I work for corporations through a consulting firm. Most won't let you deal with them directly. But I get a paycheck every 2 weeks, I can't really see them being able to take that away from me retroactively...
But trust me the corporations (the one I work for is an international electronics manufacturer) are very polite and respectful and very much understand the realities of risk/reward, and that you have to spend money to make money.
And they all have an army of QA engineers double-checking work because they will not allow $1 million dollars of business to be dependent on a single point of failure. Even if they bring you to court (they never would) I'd assume its VERY difficult to get compensation. If you hire an employee and he does a bad job, do you get to sue him for damaging your profit margins? Hell no, you just get to fire him and hire a new guy. If everyone were legally on the hook for the work they produced, it would be like assuming that everyone you ever hire is required to be omniscient. The reality is, you can't hire someone with a 50 IQ and then sue them because you believe one of their lines of code hurt your profitability. It's your fault for hiring them.

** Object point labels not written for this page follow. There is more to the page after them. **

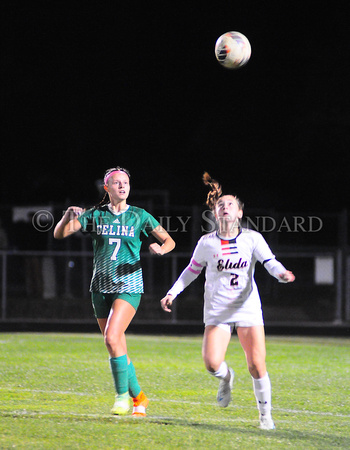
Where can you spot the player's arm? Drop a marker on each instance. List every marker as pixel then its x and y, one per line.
pixel 69 223
pixel 188 275
pixel 166 241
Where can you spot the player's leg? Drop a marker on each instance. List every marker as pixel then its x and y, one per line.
pixel 215 343
pixel 120 316
pixel 252 340
pixel 122 367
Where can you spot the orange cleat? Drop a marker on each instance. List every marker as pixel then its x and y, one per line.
pixel 140 405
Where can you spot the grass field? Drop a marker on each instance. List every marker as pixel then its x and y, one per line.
pixel 56 391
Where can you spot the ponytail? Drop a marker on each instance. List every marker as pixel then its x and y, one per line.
pixel 215 190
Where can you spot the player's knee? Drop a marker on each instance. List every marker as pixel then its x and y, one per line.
pixel 257 369
pixel 112 340
pixel 211 365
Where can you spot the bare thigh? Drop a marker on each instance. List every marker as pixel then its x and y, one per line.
pixel 252 340
pixel 115 326
pixel 215 343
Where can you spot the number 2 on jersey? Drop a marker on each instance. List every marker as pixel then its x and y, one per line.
pixel 117 242
pixel 234 280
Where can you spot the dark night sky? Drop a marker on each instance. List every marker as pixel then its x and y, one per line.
pixel 90 85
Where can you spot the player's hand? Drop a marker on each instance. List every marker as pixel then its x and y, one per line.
pixel 166 302
pixel 73 212
pixel 156 249
pixel 287 276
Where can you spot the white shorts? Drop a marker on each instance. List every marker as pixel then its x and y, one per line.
pixel 229 327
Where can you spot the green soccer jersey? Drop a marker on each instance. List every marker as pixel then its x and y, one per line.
pixel 116 245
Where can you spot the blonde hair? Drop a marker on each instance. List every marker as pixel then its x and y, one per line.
pixel 216 192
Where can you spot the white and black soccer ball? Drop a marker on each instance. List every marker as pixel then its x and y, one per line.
pixel 233 50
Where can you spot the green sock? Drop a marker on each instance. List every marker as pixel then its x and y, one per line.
pixel 134 387
pixel 119 367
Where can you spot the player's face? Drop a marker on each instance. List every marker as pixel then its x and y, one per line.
pixel 118 186
pixel 227 209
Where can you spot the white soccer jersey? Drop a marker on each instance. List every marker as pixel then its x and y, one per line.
pixel 231 294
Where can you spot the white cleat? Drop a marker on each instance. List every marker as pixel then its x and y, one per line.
pixel 266 422
pixel 224 392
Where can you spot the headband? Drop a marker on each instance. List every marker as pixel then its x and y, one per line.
pixel 106 178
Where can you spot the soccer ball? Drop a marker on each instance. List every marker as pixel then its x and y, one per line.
pixel 232 50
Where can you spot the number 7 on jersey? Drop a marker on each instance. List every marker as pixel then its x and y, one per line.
pixel 117 243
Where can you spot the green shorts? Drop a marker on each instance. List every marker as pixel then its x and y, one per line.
pixel 103 302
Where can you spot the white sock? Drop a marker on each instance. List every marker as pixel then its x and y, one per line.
pixel 221 372
pixel 262 391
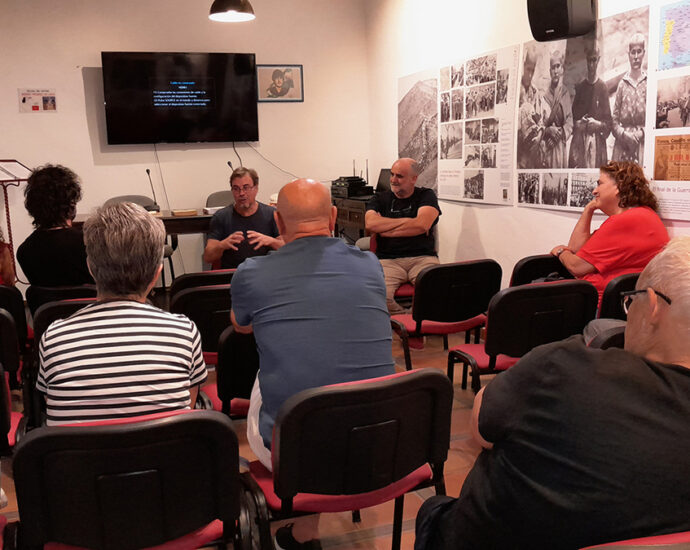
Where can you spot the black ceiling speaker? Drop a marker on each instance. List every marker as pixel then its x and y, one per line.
pixel 556 19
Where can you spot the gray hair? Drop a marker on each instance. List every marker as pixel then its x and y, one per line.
pixel 124 247
pixel 669 273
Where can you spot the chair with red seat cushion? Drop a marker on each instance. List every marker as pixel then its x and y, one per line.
pixel 539 266
pixel 163 482
pixel 238 363
pixel 672 541
pixel 449 298
pixel 521 318
pixel 209 308
pixel 354 445
pixel 201 278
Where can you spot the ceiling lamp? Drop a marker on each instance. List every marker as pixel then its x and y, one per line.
pixel 233 11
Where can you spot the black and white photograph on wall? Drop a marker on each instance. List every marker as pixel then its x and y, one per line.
pixel 418 106
pixel 473 156
pixel 458 97
pixel 581 187
pixel 489 130
pixel 444 79
pixel 488 156
pixel 457 75
pixel 502 77
pixel 528 187
pixel 445 107
pixel 473 131
pixel 554 191
pixel 673 102
pixel 280 83
pixel 480 100
pixel 474 185
pixel 451 141
pixel 480 70
pixel 582 101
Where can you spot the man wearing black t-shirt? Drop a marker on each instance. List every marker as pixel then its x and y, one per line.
pixel 403 220
pixel 244 229
pixel 583 446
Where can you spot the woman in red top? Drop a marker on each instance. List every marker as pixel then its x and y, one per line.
pixel 631 236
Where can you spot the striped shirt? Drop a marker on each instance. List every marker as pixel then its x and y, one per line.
pixel 118 359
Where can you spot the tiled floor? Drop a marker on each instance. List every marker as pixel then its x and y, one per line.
pixel 374 531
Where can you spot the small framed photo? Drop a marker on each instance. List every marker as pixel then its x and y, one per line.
pixel 280 82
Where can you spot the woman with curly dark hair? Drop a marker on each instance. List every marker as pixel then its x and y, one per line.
pixel 631 236
pixel 54 254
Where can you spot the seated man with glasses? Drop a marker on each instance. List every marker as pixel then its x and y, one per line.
pixel 244 229
pixel 583 446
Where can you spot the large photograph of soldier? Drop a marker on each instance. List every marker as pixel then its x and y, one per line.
pixel 581 102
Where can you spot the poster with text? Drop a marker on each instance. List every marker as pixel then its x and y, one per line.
pixel 418 109
pixel 476 133
pixel 581 102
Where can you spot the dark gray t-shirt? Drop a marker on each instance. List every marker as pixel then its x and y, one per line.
pixel 227 221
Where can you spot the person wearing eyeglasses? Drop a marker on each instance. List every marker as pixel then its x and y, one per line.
pixel 631 236
pixel 583 446
pixel 244 229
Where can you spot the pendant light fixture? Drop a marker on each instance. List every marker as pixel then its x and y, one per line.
pixel 234 11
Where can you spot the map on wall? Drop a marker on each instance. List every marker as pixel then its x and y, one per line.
pixel 581 102
pixel 477 113
pixel 674 35
pixel 418 124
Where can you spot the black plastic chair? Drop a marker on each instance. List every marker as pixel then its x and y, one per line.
pixel 209 308
pixel 36 296
pixel 131 484
pixel 611 306
pixel 238 363
pixel 530 268
pixel 202 278
pixel 385 437
pixel 449 298
pixel 521 318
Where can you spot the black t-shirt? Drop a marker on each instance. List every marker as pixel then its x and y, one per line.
pixel 590 446
pixel 54 257
pixel 227 221
pixel 389 206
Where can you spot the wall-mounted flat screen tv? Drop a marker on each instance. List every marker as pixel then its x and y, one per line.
pixel 159 97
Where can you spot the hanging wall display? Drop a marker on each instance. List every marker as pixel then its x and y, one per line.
pixel 476 147
pixel 418 124
pixel 581 102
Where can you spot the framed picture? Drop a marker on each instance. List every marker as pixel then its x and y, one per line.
pixel 280 82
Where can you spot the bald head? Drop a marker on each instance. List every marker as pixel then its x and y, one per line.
pixel 304 210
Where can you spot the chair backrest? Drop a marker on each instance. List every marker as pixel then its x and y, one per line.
pixel 11 300
pixel 455 292
pixel 54 310
pixel 141 200
pixel 354 438
pixel 127 486
pixel 523 317
pixel 530 268
pixel 611 306
pixel 220 198
pixel 238 363
pixel 9 343
pixel 36 296
pixel 209 308
pixel 202 278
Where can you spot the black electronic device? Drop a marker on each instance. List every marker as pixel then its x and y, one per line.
pixel 160 97
pixel 556 19
pixel 350 186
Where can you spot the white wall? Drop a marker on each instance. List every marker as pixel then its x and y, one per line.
pixel 407 36
pixel 57 44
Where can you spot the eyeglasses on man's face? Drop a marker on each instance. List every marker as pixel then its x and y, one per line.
pixel 627 297
pixel 245 188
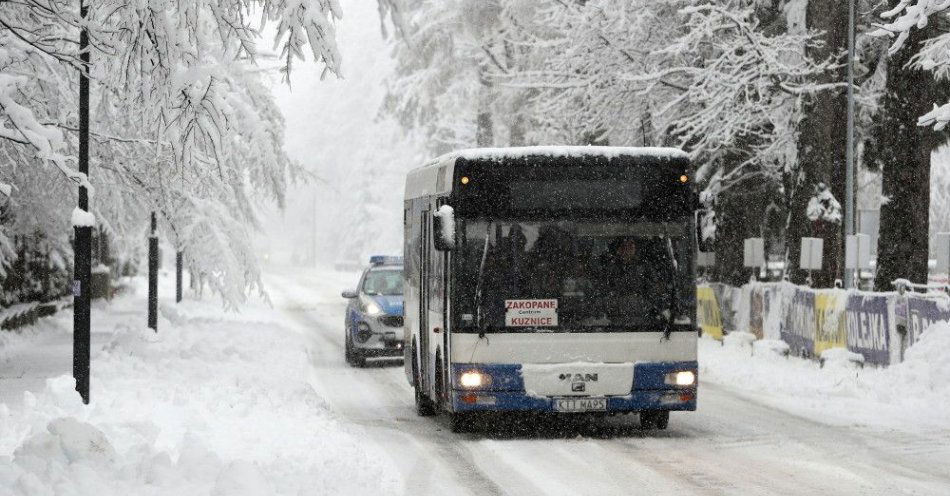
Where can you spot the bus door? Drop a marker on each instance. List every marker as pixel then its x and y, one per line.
pixel 436 317
pixel 424 270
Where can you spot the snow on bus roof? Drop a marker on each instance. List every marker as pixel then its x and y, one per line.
pixel 566 151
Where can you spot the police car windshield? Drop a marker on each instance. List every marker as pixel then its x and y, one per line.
pixel 568 276
pixel 386 282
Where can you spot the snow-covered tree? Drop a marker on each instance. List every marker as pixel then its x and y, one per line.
pixel 183 123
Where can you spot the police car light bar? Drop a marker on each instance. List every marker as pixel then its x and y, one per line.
pixel 385 260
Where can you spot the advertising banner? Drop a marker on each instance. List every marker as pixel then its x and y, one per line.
pixel 921 312
pixel 531 313
pixel 868 324
pixel 757 312
pixel 725 296
pixel 798 330
pixel 707 311
pixel 830 330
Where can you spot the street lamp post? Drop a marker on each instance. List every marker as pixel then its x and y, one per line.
pixel 849 181
pixel 83 231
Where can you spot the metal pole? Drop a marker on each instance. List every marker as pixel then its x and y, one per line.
pixel 179 268
pixel 153 277
pixel 83 234
pixel 849 182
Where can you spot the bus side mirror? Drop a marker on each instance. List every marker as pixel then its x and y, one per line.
pixel 443 228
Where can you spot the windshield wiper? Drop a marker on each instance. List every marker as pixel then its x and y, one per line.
pixel 478 283
pixel 674 301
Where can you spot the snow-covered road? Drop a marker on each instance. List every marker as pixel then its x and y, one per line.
pixel 733 444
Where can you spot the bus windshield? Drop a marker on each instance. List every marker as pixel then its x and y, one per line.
pixel 571 275
pixel 383 282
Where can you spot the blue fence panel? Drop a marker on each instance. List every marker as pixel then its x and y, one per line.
pixel 868 327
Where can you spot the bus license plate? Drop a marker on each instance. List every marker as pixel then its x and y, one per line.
pixel 580 404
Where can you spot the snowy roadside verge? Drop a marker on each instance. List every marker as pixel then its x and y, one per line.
pixel 911 396
pixel 214 403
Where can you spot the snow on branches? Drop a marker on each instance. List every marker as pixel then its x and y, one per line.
pixel 182 122
pixel 932 55
pixel 823 206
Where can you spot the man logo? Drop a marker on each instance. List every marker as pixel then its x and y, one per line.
pixel 578 377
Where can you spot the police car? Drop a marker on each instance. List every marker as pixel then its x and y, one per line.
pixel 374 313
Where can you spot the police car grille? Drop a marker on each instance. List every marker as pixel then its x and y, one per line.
pixel 392 320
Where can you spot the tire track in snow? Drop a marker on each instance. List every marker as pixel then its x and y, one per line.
pixel 436 449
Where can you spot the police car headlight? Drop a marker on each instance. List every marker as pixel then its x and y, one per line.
pixel 681 378
pixel 474 379
pixel 372 309
pixel 364 333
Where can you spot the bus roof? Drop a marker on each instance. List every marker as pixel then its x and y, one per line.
pixel 435 177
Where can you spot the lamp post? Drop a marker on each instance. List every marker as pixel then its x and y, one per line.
pixel 82 231
pixel 849 156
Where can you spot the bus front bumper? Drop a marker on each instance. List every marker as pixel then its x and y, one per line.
pixel 506 391
pixel 637 401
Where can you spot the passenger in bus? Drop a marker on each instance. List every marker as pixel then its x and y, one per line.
pixel 626 279
pixel 553 252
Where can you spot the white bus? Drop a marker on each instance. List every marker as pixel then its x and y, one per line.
pixel 551 279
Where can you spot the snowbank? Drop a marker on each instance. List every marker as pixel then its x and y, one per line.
pixel 211 404
pixel 911 395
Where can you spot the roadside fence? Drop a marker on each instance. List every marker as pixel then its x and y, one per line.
pixel 877 326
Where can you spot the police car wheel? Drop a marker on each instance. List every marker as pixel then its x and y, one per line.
pixel 348 348
pixel 655 419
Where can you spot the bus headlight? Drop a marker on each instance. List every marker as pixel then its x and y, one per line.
pixel 681 378
pixel 474 379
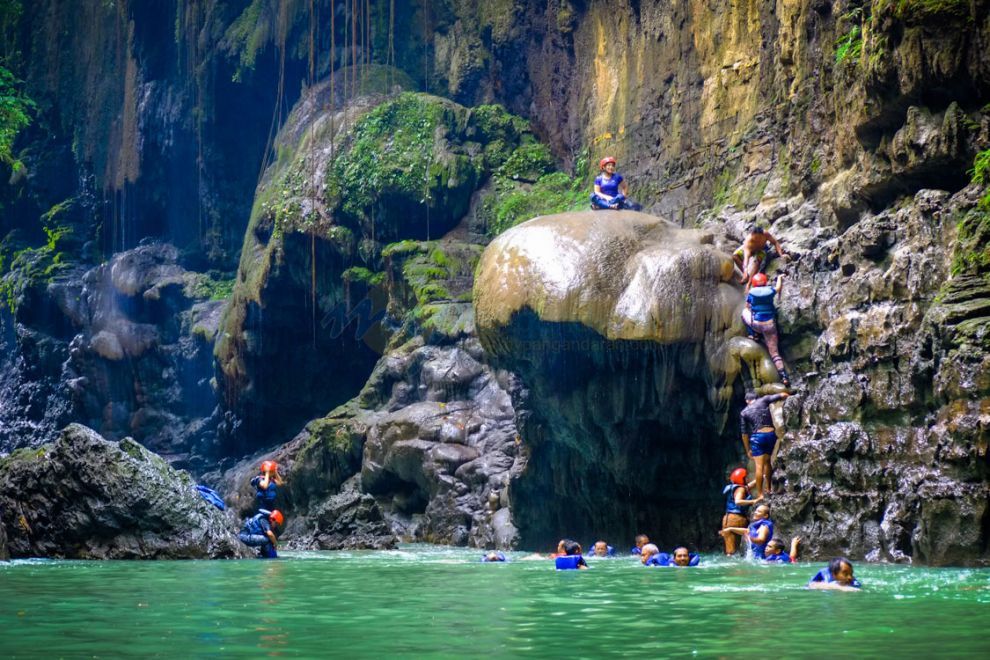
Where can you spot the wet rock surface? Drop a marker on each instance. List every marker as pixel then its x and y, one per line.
pixel 84 497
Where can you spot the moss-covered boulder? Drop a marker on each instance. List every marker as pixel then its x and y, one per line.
pixel 84 497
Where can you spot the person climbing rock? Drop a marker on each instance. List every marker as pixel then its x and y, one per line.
pixel 760 317
pixel 753 255
pixel 259 532
pixel 641 540
pixel 738 499
pixel 266 485
pixel 610 187
pixel 759 532
pixel 775 551
pixel 759 436
pixel 837 576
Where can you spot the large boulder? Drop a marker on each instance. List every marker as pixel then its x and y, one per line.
pixel 84 497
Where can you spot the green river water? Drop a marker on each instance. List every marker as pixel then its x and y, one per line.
pixel 424 601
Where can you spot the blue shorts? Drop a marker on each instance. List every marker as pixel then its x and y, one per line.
pixel 762 443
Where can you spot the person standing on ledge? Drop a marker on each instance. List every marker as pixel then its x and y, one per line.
pixel 760 317
pixel 610 187
pixel 752 256
pixel 759 436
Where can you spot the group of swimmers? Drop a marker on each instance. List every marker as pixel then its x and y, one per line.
pixel 261 530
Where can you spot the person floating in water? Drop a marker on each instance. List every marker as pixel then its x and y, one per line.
pixel 641 540
pixel 759 532
pixel 838 576
pixel 603 549
pixel 266 485
pixel 259 532
pixel 759 436
pixel 760 317
pixel 753 255
pixel 611 189
pixel 738 499
pixel 775 551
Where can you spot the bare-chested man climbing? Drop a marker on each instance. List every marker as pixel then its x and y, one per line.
pixel 753 253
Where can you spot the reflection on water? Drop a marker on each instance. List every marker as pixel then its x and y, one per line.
pixel 427 601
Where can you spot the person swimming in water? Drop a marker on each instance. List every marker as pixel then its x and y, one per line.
pixel 641 540
pixel 775 551
pixel 753 255
pixel 759 435
pixel 759 532
pixel 838 575
pixel 738 499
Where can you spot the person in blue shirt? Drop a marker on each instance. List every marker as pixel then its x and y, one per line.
pixel 610 187
pixel 760 317
pixel 259 532
pixel 837 576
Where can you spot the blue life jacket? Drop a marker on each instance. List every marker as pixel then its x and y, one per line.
pixel 211 496
pixel 754 530
pixel 825 575
pixel 569 562
pixel 266 496
pixel 258 524
pixel 760 301
pixel 730 500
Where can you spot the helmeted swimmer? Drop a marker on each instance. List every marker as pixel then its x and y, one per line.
pixel 610 187
pixel 838 575
pixel 760 317
pixel 259 532
pixel 266 485
pixel 738 499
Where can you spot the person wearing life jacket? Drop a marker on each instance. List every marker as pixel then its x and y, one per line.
pixel 738 499
pixel 775 551
pixel 754 254
pixel 759 436
pixel 641 540
pixel 838 575
pixel 266 485
pixel 759 532
pixel 610 187
pixel 760 317
pixel 259 532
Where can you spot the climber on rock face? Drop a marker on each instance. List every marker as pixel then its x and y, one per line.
pixel 753 255
pixel 610 187
pixel 760 317
pixel 759 436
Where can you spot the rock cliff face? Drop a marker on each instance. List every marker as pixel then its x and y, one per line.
pixel 84 497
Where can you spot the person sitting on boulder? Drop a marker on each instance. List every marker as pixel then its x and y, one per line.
pixel 641 540
pixel 760 317
pixel 737 502
pixel 610 187
pixel 775 551
pixel 759 436
pixel 753 255
pixel 266 485
pixel 759 532
pixel 259 532
pixel 838 576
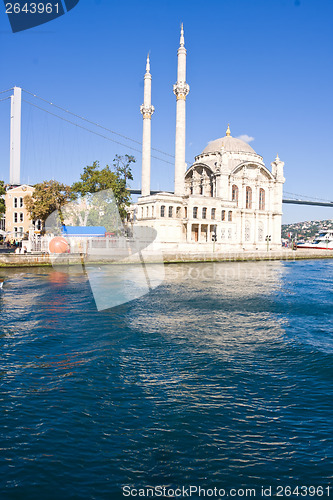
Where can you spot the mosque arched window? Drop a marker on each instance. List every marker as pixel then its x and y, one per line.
pixel 235 193
pixel 248 197
pixel 201 186
pixel 262 199
pixel 261 231
pixel 247 231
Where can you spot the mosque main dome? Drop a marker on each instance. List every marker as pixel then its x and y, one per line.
pixel 231 144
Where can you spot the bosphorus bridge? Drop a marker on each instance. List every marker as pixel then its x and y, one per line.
pixel 103 132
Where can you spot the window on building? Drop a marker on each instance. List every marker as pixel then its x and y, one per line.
pixel 248 197
pixel 262 199
pixel 247 231
pixel 261 231
pixel 235 193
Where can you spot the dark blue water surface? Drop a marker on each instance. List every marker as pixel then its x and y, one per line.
pixel 221 377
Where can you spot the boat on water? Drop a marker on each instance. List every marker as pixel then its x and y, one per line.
pixel 323 241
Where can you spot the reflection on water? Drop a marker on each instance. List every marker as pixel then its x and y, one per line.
pixel 221 374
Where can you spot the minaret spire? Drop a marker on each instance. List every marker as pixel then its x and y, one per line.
pixel 146 110
pixel 181 90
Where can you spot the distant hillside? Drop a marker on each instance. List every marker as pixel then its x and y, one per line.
pixel 306 230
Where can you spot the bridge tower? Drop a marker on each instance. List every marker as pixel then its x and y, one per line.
pixel 15 136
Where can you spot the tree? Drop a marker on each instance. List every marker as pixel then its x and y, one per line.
pixel 48 197
pixel 95 179
pixel 2 200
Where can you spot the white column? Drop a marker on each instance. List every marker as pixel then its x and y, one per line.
pixel 146 110
pixel 181 90
pixel 15 136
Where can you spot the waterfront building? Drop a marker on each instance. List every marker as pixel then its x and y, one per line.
pixel 227 197
pixel 18 220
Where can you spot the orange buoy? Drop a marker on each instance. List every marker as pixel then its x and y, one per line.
pixel 59 245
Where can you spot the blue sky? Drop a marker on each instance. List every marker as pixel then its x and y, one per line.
pixel 265 66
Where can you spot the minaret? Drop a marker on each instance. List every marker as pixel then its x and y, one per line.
pixel 180 89
pixel 146 110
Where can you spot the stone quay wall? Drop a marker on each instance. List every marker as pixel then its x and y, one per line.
pixel 166 256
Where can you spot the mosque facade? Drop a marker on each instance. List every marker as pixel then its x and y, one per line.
pixel 227 198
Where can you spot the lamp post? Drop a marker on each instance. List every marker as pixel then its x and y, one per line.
pixel 268 239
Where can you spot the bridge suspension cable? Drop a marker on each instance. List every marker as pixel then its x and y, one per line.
pixel 93 132
pixel 95 124
pixel 306 196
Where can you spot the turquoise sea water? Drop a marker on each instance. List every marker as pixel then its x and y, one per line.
pixel 220 377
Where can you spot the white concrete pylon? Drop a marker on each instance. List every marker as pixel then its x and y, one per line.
pixel 146 110
pixel 181 90
pixel 15 136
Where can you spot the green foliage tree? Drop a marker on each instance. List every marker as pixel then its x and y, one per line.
pixel 48 197
pixel 2 200
pixel 95 179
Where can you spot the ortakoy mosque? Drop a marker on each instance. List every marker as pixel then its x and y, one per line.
pixel 227 197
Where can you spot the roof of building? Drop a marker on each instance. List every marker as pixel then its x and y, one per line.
pixel 84 231
pixel 231 144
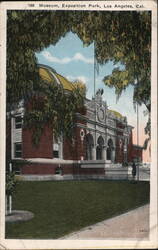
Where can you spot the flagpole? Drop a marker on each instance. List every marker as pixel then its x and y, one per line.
pixel 137 142
pixel 94 71
pixel 95 102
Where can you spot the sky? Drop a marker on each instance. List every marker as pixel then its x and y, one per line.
pixel 76 62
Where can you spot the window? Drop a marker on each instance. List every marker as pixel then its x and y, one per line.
pixel 18 150
pixel 18 122
pixel 58 170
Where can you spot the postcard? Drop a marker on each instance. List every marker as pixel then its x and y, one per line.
pixel 78 109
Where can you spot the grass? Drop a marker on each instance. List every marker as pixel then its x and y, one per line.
pixel 63 207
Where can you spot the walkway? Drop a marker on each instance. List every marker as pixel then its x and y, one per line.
pixel 133 224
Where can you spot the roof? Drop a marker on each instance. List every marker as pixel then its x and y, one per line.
pixel 48 74
pixel 117 114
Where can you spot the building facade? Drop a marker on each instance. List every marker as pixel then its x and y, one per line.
pixel 102 139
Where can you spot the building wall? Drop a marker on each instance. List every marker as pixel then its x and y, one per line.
pixel 43 150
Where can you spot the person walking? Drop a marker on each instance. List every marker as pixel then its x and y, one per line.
pixel 133 170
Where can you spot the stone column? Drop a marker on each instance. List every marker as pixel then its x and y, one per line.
pixel 113 155
pixel 104 153
pixel 94 153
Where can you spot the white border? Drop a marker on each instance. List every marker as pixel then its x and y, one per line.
pixel 78 244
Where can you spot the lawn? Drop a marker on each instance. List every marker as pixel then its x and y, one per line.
pixel 66 206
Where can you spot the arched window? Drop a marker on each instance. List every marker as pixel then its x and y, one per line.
pixel 109 149
pixel 89 146
pixel 99 149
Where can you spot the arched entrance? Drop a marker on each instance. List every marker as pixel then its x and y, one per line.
pixel 99 149
pixel 89 146
pixel 109 149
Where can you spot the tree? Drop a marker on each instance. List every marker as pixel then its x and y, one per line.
pixel 122 37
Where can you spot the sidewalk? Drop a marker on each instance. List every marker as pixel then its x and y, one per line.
pixel 131 225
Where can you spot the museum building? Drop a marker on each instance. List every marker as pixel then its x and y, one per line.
pixel 102 141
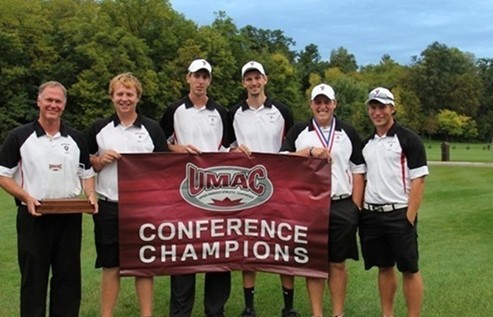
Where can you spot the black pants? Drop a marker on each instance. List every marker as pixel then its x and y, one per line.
pixel 216 293
pixel 49 241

I gotta say a lot of these responses I'm getting are very paranoid. When a company pays you for work it's really hard for them to take that away from you. The most that's ever really at stake is your current paycheck and not even that really because the department of labor is VERY harsh on reputable employers who deny paychecks.
It seems like your point is more of a fantasy scenario where they give you a billion dollars & 5 years of unsupervised time to design a huge blackbox program that has to do X, then find out it doesn't do X. The software industry is simply not like this. All tasks are broken up into discrete components and if you're not doing a good job they'll fire you and bring in a new team to finish the job.
The ONLY way I've actually heard of an employee losing $$ is when they have a long-term employment agreement and they break it. It's kindof like an athlete signing a 10-year deal & walking off the field after 6 months. Then, yes, you're liable.
Otherwise being a paid consultant is pretty much the same thing as being an employee. Also, I doubt that companies will sign some "boilerplate contract" that absolves you of all liability. They'd rather hire someone who is more confident. That's not a dig, I really mean that sincerely. Over-negotiating and specifying a bunch of "unrealistic-covering-my-ass-terms" can come off as amateur.